Configuration Template

// proxy-server.ts
import { createServer } from 'http';
import { request as httpsRequest } from 'https';

const PROXY_PORT = process.env.PROXY_PORT || 3001;
const CDN_ORIGIN = 'https://v.redd.it';

createServer((req, res) => {
  if (req.method === 'OPTIONS') {
    res.writeHead(204, {
      'Access-Control-Allow-Origin': '*',
      'Access-Control-Allow-Methods': 'GET, OPTIONS',
      'Access-Control-Allow-Headers': 'Content-Type'
    });
    return res.end();
  }

  const target = req.url?.replace('/stream/', '');
  if (!target) return res.writeHead(400).end('Invalid path');

  const proxyReq = httpsRequest(`${CDN_ORIGIN}${target}`, {
    method: 'GET',
    headers: {
      'User-Agent': 'Mozilla/5.0 (compatible; MediaProxy/1.0)',
      'Referer': 'https://www.reddit.com/',
      'Accept': '*/*'
    }
  }, (proxyRes) => {
    res.writeHead(proxyRes.statusCode || 200, {
      'Content-Type': proxyRes.headers['content-type'] || 'application/octet-stream',
      'Access-Control-Allow-Origin': '*',
      'Cache-Control': 'no-cache'
    });
    proxyRes.pipe(res);
  });

  proxyReq.on('error', () => res.writeHead(502).end('Proxy Error'));
  proxyReq.end();
}).listen(PROXY_PORT);
// transmux-service.ts
import { createFFmpeg, fetchFile } from '@ffmpeg/ffmpeg';

export const createTransmuxer = () => {
  const ffmpeg = createFFmpeg({ log: false, mainName: 'main' });
  
  return {
    async init() {
      if (!ffmpeg.isLoaded()) await ffmpeg.load();
    },
    async merge(videoBuf: ArrayBuffer, audioBuf: ArrayBuffer): Promise<Uint8Array> {
      await this.init();
      ffmpeg.FS('writeFile', 'vid.mp4', fetchFile(videoBuf));
      ffmpeg.FS('writeFile', 'aud.mp4', fetchFile(audioBuf));
      
      await ffmpeg.run('-i', 'vid.mp4', '-i', 'aud.mp4', '-c', 'copy', '-movflags', '+faststart', 'out.mp4');
      
      const result = ffmpeg.FS('readFile', 'out.mp4');
      ['vid.mp4', 'aud.mp4', 'out.mp4'].forEach(f => ffmpeg.FS('unlink', f));
      return result;
    }
  };
};

Quick Start Guide

  1. Deploy the streaming proxy: Run the Node.js proxy script on a lightweight container or serverless function. Ensure it forwards requests to the target CDN while injecting CORS and browser-emulation headers.
  2. Install FFmpeg.wasm: Add @ffmpeg/ffmpeg and @ffmpeg/util to your frontend project.
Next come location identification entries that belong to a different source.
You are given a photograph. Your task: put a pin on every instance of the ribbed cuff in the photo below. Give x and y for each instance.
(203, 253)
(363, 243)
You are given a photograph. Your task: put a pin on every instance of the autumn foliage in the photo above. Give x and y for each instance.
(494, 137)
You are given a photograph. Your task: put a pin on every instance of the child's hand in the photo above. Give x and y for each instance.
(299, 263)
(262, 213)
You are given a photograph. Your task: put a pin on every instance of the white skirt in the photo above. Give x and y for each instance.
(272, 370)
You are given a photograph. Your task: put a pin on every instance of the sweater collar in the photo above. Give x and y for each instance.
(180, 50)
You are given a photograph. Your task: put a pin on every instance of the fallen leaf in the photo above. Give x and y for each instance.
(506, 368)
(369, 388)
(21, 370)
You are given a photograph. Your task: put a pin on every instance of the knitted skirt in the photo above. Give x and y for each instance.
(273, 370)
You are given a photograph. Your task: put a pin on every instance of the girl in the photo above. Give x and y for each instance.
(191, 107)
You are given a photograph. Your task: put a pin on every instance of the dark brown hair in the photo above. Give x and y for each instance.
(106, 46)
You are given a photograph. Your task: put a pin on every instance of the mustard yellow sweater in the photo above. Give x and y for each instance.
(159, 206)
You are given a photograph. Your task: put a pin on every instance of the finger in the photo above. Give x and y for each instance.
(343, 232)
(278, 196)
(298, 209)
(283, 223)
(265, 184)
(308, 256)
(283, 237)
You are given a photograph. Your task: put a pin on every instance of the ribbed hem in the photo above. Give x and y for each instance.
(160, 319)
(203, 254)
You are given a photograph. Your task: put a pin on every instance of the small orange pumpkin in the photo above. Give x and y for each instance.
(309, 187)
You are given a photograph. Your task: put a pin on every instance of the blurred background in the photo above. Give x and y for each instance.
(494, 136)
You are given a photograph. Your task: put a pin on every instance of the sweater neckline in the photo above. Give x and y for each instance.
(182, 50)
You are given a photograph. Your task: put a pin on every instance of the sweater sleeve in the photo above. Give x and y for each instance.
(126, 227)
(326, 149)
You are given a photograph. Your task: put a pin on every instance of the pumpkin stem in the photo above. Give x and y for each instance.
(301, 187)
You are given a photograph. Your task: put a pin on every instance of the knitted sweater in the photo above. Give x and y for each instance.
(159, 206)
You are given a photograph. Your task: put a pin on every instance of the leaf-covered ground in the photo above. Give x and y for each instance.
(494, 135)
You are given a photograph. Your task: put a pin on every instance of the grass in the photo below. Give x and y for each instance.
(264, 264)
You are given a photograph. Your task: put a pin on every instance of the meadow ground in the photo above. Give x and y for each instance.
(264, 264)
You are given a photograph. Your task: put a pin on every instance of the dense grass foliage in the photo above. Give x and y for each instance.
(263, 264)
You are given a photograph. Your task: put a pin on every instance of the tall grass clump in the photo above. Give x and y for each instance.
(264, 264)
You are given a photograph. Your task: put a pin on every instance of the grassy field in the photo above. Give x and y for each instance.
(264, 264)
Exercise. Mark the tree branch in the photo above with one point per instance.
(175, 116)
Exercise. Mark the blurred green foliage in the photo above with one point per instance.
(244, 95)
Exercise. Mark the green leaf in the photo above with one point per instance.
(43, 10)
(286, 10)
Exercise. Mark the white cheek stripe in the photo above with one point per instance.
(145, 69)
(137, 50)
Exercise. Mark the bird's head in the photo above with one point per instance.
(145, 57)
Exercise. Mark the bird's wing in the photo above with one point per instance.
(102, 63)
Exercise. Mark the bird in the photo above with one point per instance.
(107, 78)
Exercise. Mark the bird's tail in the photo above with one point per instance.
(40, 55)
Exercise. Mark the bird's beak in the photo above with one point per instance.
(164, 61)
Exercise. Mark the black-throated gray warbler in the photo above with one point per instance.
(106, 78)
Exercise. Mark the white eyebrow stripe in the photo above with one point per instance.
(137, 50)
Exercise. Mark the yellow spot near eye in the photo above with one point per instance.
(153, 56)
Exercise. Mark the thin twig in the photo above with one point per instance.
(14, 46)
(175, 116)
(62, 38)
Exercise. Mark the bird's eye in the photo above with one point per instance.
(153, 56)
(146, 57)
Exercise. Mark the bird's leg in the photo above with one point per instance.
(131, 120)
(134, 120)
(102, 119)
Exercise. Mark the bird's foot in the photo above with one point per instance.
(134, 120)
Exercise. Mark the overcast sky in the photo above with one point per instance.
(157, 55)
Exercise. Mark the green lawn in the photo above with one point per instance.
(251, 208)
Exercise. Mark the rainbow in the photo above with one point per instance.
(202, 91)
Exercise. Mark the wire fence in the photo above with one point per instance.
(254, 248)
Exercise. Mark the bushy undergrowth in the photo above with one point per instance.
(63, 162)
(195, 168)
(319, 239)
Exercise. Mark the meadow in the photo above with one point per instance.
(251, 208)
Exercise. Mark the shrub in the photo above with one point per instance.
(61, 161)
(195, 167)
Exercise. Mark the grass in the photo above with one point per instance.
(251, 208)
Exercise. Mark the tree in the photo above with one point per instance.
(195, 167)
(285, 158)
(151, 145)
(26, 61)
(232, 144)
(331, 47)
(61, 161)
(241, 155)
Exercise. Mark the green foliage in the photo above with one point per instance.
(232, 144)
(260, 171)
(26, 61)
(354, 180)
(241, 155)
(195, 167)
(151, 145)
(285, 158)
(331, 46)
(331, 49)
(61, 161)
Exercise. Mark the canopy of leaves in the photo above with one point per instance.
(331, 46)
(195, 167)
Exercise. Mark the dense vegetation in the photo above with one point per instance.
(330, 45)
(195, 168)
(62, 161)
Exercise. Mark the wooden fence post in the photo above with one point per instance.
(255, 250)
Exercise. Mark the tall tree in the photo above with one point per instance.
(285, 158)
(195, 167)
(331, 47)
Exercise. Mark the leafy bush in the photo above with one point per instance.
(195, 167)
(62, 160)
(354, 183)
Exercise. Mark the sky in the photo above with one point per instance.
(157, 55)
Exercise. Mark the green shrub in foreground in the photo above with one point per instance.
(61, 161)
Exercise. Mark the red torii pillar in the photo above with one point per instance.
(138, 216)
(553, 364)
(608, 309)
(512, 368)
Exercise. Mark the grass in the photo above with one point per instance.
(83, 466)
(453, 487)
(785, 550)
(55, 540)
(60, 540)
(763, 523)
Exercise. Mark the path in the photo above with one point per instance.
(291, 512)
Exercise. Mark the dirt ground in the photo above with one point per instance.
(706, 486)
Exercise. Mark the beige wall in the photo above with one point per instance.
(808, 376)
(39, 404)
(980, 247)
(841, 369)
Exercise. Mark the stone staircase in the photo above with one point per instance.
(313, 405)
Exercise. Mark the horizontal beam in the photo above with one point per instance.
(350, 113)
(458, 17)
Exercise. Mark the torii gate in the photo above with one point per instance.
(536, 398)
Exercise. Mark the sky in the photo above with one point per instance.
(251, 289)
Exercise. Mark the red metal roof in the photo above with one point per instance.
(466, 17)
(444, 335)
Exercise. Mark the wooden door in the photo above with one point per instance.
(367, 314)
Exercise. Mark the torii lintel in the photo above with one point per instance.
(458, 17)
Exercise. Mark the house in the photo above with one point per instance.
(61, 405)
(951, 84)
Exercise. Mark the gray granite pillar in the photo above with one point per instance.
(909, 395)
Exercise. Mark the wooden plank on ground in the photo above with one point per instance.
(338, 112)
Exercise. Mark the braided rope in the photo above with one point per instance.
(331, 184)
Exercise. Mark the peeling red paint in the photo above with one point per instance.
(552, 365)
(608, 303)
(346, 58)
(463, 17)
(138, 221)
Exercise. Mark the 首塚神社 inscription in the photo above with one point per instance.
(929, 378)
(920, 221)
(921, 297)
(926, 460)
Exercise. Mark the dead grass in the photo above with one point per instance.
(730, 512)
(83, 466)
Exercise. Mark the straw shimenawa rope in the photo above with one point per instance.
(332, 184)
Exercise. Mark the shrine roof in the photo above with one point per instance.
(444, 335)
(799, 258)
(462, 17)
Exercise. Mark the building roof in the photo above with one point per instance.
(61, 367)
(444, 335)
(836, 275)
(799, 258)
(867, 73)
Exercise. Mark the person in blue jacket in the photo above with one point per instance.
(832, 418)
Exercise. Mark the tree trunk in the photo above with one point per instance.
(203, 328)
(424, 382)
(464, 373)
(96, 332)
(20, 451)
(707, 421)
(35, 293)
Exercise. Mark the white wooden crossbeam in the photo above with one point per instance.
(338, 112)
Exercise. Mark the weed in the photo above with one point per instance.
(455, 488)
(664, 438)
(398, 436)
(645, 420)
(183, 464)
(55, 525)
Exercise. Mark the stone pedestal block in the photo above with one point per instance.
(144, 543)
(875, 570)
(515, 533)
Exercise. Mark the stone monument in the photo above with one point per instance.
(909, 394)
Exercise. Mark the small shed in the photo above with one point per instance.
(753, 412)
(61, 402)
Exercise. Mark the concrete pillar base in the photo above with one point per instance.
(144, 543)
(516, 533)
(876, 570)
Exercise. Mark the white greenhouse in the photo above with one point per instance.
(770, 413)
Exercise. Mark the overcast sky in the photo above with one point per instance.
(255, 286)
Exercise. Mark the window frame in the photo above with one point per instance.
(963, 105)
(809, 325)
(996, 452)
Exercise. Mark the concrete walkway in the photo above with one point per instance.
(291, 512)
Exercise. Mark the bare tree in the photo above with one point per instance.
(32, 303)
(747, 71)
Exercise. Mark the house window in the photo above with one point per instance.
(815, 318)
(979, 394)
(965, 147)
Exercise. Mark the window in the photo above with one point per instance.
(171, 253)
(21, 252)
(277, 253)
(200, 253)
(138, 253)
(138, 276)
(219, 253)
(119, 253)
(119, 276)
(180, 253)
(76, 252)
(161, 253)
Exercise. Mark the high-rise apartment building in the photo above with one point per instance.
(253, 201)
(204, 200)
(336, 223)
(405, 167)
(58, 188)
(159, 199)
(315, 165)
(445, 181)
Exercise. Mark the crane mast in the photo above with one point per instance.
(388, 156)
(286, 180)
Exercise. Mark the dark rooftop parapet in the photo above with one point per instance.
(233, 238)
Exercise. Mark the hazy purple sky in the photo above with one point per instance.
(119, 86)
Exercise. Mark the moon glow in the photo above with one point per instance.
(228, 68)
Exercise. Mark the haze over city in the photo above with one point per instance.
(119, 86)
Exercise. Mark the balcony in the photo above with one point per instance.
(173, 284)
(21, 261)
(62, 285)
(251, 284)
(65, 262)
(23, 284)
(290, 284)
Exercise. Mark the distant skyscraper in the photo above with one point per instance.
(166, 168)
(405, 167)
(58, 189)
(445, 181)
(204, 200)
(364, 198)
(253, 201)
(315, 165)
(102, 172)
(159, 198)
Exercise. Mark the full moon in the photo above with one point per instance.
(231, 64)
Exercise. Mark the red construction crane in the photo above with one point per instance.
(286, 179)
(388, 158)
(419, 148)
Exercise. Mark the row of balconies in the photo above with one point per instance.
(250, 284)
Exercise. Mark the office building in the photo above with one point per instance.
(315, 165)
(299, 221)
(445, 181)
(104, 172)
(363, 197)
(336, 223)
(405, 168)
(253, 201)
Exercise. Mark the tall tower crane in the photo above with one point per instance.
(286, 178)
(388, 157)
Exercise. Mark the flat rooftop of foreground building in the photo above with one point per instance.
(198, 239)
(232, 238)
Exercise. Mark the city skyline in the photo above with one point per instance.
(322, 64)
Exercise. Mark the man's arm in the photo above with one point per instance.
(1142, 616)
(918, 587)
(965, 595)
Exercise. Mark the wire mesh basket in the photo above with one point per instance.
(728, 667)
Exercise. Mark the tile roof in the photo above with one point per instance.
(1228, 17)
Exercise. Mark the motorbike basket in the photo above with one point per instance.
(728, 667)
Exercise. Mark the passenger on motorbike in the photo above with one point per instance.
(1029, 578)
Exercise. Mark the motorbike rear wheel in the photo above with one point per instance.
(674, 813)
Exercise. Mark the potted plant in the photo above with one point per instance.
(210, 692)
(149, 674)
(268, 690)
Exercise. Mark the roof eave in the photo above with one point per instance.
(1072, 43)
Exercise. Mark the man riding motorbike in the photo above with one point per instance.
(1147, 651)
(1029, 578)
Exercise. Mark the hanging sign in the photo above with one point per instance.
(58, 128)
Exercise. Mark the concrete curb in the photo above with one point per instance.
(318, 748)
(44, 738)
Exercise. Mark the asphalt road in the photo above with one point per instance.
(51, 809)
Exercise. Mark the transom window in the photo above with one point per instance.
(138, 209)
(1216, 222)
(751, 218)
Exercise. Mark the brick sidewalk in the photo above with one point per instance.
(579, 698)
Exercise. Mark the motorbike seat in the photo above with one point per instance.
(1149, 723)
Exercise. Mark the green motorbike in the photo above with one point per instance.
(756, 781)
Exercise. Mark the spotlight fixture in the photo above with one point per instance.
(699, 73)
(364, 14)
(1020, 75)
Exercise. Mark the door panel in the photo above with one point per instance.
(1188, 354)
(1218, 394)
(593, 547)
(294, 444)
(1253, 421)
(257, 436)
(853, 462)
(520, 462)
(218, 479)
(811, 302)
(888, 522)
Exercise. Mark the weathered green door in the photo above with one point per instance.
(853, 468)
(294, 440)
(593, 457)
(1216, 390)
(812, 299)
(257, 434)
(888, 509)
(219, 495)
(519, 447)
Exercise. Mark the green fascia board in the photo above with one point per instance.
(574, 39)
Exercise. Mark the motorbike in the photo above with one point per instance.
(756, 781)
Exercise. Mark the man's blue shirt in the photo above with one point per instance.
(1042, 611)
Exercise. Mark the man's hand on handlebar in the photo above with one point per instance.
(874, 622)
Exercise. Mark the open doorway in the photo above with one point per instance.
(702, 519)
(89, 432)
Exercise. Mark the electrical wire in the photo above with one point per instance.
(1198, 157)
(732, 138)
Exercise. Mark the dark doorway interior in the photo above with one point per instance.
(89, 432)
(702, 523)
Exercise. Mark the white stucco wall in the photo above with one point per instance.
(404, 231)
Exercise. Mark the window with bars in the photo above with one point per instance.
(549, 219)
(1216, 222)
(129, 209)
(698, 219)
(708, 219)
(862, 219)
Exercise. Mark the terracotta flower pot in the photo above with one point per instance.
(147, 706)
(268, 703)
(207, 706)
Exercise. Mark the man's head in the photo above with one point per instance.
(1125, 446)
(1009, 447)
Load the WASM core and shared library during application initialization.
  3. Fetch and parse the manifest: Query the platform's JSON endpoint, extract the DASH URL, and parse the XML manifest to isolate audio and video segment paths.
  4. Download segments concurrently: Use a concurrency pool to fetch audio and video segments through the proxy. Maintain strict index alignment between the two arrays.
  5. Transmux and deliver: Pass the segment buffers to FFmpeg.wasm with -c copy. Read the resulting Uint8Array, trigger a browser download, and clean up the virtual filesystem.